At a time when weather patterns are becoming less predictable and population pressures on food supply are increasing, a group of crop scientists are laying the groundwork for an international crop network to systematically tackle threats to global food security.
Research focused on specific crops achieves progressive genetic gains, but scientists need to adopt a more internationally oriented and integrated approach to leverage technology, expertise and infrastructure with greater efficiency and purpose, said Matthew Reynolds, a distinguished scientist and wheat breeder at the International Maize and Wheat Improvement Center (CIMMYT) in an opinion piece published this week in the journal Science.
Already 795 million poor people do not get enough food to eat, according to the U.N. Food and Agriculture Organization (FAO). By 2030, the number of people living in poverty could increase between 35 and 122 million in large measure because of the impact of climate change on the agricultural sector, the FAO reports.
“We understand how to make crops more resilient to heat and drought, but we’re at a point where we need to accelerate our work.” said Reynolds, backed by a team of co-authors from the scientific community. “Since these problems are transnational in nature, a more global network could accelerate our efforts while increasing efficiency and helping to avoid duplication.”
Scientists plan to deploy the new Global Crop Improvement Network (GCIN) to take comparative approaches across all major crops and environments to enhance such traits as root access to water using remote sensing, which often requires costly mobile, airborne or satellite technology.
Through successful wheat-specific collaboration, since the early 1960s, the International Wheat Improvement Network (IWIN), part of the CGIAR-affiliated group of agricultural researchers, has made economically efficient and environmentally sound impacts in crop improvement, which serve as a template for the projected success of GCIN.
Scientists within IWIN undertake breeding efforts aimed at 12 different wheat mega-environments, testing new wheat genotypes at 700 field sites in more than 90 countries.
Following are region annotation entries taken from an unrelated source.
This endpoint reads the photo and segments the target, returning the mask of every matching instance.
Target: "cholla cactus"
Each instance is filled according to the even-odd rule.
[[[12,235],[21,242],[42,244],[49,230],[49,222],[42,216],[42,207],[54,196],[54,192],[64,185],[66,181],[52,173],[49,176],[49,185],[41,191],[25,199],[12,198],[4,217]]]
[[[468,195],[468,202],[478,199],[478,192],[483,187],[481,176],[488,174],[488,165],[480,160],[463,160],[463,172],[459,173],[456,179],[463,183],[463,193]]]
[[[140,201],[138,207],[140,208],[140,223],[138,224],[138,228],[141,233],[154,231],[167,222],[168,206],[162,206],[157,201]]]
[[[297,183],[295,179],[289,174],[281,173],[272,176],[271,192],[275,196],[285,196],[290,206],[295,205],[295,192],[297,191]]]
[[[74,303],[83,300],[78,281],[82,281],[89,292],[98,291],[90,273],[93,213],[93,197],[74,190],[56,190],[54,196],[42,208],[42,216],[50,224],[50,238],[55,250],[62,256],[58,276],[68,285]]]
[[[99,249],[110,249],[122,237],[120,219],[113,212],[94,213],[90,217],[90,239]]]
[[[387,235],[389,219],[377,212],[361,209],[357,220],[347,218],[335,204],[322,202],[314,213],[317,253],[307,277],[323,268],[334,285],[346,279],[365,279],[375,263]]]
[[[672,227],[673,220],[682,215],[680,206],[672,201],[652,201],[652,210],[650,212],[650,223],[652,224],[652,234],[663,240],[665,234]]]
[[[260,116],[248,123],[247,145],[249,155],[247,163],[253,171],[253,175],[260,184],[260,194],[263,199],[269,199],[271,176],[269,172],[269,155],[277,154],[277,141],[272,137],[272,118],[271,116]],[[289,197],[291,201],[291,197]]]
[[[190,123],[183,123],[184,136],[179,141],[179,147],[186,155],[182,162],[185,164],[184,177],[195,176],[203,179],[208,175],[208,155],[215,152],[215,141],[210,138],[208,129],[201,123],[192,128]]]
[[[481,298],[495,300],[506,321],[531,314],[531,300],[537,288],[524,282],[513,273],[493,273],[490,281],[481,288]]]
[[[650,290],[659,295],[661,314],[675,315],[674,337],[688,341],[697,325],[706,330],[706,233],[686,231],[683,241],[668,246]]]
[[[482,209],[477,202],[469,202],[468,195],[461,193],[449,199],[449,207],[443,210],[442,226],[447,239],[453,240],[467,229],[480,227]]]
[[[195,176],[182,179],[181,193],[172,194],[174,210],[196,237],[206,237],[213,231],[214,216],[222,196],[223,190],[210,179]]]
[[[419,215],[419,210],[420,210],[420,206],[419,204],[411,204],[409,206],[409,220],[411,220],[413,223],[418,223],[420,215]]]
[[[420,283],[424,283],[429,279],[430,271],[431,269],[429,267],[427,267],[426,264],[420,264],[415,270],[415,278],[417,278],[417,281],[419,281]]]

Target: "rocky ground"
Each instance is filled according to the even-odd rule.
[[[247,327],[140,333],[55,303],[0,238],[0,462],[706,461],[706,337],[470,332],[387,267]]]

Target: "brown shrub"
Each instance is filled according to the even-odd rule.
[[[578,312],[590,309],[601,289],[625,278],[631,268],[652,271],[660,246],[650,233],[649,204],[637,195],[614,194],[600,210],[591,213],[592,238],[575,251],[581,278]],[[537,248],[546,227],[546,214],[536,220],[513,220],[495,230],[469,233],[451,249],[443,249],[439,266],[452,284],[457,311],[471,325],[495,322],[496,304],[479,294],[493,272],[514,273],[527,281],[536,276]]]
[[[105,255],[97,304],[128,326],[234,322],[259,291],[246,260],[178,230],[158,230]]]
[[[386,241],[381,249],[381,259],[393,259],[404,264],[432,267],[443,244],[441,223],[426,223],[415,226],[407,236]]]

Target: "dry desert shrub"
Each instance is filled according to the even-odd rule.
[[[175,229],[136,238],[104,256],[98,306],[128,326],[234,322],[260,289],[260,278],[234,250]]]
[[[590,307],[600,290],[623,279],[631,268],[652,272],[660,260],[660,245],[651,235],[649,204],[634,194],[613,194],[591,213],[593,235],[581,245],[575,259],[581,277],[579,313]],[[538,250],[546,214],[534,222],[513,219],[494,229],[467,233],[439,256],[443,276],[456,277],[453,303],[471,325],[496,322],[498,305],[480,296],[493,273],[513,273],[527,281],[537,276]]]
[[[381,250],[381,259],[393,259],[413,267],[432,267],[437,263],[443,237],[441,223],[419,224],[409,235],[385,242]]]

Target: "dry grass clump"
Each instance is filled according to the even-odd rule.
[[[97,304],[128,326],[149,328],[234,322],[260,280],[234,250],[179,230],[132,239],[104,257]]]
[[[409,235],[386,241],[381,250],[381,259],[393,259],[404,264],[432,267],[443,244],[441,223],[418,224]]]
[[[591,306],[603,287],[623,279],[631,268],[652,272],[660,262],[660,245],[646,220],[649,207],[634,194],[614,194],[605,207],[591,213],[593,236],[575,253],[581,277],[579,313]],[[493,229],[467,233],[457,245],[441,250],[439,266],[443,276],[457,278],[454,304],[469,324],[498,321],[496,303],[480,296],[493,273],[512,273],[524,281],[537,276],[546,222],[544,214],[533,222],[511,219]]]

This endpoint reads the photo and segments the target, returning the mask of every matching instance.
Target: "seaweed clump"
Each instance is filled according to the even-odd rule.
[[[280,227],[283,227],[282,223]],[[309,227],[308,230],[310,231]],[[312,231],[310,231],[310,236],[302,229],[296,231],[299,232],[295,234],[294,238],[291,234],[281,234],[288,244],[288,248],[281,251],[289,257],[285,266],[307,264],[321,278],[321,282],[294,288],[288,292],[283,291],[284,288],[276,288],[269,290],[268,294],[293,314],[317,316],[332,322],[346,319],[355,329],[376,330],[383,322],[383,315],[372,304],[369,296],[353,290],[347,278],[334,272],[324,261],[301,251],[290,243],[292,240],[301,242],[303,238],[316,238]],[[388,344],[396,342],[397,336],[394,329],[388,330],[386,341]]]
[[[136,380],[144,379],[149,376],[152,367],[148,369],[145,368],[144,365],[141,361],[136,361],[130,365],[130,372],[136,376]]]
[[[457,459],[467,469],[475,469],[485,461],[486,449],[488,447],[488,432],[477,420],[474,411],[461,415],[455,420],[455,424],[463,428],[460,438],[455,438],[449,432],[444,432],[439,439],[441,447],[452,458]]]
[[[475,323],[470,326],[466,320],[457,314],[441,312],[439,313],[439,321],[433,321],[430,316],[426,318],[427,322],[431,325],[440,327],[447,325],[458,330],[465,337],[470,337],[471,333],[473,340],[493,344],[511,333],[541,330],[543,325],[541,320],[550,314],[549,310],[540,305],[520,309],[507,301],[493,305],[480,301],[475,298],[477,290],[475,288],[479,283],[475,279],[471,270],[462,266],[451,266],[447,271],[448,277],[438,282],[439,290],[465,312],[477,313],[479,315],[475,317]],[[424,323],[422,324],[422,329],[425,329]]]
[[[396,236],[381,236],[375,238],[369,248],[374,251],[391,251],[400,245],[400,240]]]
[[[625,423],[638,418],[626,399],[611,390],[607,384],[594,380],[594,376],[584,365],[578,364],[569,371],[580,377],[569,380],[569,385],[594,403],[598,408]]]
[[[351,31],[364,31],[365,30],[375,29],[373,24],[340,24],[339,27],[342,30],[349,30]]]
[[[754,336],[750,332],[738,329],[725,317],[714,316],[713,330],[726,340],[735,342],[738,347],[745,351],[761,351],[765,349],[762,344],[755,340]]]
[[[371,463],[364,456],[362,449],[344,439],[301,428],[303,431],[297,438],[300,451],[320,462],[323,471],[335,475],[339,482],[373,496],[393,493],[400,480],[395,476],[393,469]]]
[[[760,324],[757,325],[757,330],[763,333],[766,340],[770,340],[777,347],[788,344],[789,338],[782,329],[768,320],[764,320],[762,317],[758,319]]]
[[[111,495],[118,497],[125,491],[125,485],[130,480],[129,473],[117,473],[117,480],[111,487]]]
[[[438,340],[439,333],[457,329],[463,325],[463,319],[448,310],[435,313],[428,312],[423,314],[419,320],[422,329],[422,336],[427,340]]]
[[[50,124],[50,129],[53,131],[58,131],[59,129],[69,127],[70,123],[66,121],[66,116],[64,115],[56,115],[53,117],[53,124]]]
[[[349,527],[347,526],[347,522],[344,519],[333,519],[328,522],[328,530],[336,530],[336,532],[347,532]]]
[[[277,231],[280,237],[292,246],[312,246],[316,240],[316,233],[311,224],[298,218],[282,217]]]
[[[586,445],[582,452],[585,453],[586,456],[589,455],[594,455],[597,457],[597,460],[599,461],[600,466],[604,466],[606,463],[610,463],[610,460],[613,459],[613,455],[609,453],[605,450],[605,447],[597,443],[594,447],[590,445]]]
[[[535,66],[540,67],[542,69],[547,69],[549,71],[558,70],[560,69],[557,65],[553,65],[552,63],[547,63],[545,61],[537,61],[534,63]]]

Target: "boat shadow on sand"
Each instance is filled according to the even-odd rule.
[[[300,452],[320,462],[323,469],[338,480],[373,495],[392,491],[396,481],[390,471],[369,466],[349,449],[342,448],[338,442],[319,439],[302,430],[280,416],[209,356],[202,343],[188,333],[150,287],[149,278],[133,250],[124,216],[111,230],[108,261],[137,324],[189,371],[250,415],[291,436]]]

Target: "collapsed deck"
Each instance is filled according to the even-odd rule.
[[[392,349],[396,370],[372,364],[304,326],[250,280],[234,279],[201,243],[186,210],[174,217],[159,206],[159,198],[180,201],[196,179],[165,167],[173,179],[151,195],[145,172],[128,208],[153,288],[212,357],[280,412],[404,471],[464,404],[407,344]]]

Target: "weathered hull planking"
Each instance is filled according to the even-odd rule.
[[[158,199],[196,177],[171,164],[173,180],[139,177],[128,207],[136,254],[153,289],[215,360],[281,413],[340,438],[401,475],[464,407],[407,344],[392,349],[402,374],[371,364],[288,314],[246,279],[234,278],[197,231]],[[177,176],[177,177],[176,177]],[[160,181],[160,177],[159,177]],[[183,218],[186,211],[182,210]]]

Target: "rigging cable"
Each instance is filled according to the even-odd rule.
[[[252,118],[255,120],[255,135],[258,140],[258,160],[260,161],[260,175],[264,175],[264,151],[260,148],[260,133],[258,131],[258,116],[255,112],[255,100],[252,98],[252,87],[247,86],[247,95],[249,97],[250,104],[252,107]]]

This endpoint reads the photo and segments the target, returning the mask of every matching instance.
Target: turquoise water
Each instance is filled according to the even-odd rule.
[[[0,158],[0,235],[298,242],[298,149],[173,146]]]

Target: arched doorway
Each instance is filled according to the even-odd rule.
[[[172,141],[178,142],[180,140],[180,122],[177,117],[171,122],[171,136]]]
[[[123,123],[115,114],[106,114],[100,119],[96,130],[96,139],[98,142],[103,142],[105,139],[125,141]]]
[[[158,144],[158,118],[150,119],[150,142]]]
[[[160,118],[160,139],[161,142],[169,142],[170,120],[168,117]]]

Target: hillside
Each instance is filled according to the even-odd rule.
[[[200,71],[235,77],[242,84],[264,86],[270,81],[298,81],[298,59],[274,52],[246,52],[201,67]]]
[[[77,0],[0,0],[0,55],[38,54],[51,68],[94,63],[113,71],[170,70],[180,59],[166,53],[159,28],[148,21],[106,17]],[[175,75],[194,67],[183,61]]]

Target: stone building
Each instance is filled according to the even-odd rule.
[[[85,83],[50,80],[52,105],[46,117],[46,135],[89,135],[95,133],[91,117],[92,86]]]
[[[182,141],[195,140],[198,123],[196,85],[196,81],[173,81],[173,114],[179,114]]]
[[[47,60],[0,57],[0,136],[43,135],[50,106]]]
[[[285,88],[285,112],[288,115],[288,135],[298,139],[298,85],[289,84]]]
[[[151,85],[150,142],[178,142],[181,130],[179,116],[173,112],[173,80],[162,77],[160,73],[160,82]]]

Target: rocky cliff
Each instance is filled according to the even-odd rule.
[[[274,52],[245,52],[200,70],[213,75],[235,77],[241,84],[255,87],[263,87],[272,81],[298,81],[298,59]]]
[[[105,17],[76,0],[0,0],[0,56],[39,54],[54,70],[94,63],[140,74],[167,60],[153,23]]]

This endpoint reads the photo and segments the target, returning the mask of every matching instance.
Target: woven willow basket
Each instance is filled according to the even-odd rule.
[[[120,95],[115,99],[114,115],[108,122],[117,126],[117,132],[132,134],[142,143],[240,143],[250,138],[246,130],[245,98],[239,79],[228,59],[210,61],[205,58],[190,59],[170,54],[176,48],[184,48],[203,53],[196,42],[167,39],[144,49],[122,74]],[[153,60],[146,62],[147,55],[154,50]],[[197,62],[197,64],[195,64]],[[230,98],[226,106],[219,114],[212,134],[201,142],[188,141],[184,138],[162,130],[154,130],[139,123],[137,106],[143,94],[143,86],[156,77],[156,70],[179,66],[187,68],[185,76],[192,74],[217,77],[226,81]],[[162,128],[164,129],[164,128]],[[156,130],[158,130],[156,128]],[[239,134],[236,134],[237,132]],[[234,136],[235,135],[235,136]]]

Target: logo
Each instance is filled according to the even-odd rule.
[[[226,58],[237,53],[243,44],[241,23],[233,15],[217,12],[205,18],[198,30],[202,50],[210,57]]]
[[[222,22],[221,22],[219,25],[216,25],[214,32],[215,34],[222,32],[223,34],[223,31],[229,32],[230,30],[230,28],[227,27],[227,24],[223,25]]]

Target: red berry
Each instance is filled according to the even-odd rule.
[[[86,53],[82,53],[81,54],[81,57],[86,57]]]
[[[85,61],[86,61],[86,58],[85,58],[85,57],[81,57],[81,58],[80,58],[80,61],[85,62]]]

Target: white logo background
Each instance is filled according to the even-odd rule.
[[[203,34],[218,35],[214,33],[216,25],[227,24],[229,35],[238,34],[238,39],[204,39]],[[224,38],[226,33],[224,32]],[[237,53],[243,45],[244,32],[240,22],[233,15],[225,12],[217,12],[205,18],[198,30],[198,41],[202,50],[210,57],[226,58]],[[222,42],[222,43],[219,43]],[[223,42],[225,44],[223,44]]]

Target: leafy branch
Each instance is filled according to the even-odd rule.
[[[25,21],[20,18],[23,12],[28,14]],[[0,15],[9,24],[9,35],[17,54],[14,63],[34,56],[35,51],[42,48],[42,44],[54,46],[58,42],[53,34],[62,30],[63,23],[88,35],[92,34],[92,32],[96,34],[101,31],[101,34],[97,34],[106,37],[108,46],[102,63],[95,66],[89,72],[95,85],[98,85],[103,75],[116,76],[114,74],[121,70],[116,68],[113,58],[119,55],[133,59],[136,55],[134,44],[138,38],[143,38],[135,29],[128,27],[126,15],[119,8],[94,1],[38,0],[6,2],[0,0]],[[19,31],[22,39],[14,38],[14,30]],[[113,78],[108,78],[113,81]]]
Each year they produce some 1,000 high-yielding, disease-resistant wheat lines, which are delivered as international public goods.
A recent study on wheat improvement shows that CGIAR varieties cover about half of the world’s wheat growing area, through IWIN, delivering an economic punch of from $2.2 billion to more than $3 billion a year for resource-poor farmers and consumers.
“The benefit cost ratio of the investment is 100 to 1, even without taking into account the avoided cost of disease pandemics and the land saved from cultivation due to increased yields; economic analysis indicate at least 20 million hectares of natural ecosystem have been spared the plough,” Reynolds said.
“High transaction costs and instability of crop funding have hamstrung urgently needed research,” he added. “This is senseless in light of the extraordinary return on investment to IWIN which could be transferred to GCIN.”
Through a crop-wide collaboration, international scientists can boost benefits from practical work with national agricultural research systems, improving the value of “in kind contributions,” he said.
Aims include standardizing data and phenotyping techniques to best practises, ensuring that information can be shared and understood worldwide.
This approach will also encourage upstream researchers to venture from working exclusively in controlled facilities to realistic field environments, bringing cutting edge technologies with them, Reynolds said.
Data sharing could lead to more accurate descriptions of environments and experimental treatments. Currently, data is often only available selectively and a network would promote it through open access programs.
The benefits of integrated research through the CGIAR group of agricultural researchers and the FAO are well established, but the network under discussion could enhance and improve information sharing transnationally.
Experimental fields – or field laboratories – which are essential for translating scientific breakthroughs to improved crop yields, could at times benefit from more strategic relocation. Often they are in certain areas due to historical, financial or political reasons, not because of current practical needs, Reynolds explained.
Climate change is expected to lead to overall warmer temperatures and increase the intensity of droughts, floods and storms, negatively affecting food security and livelihoods. Climate modelling indicates that sea levels will rise and patterns of flooding and drought will change due to glacial melt at high altitudes.
Higher temperatures will affect crop yields and erratic rainfall could affect both yields and quality. For poor people spending most of their income on food, related price hikes could make it much more difficult to cope.
“A more globally oriented, problem-solving research effort will increase the efficiency of global investment in agriculture and help ensure food security,” Reynolds said, adding that public-private partnerships could be harnessed to drive globally coordinated research.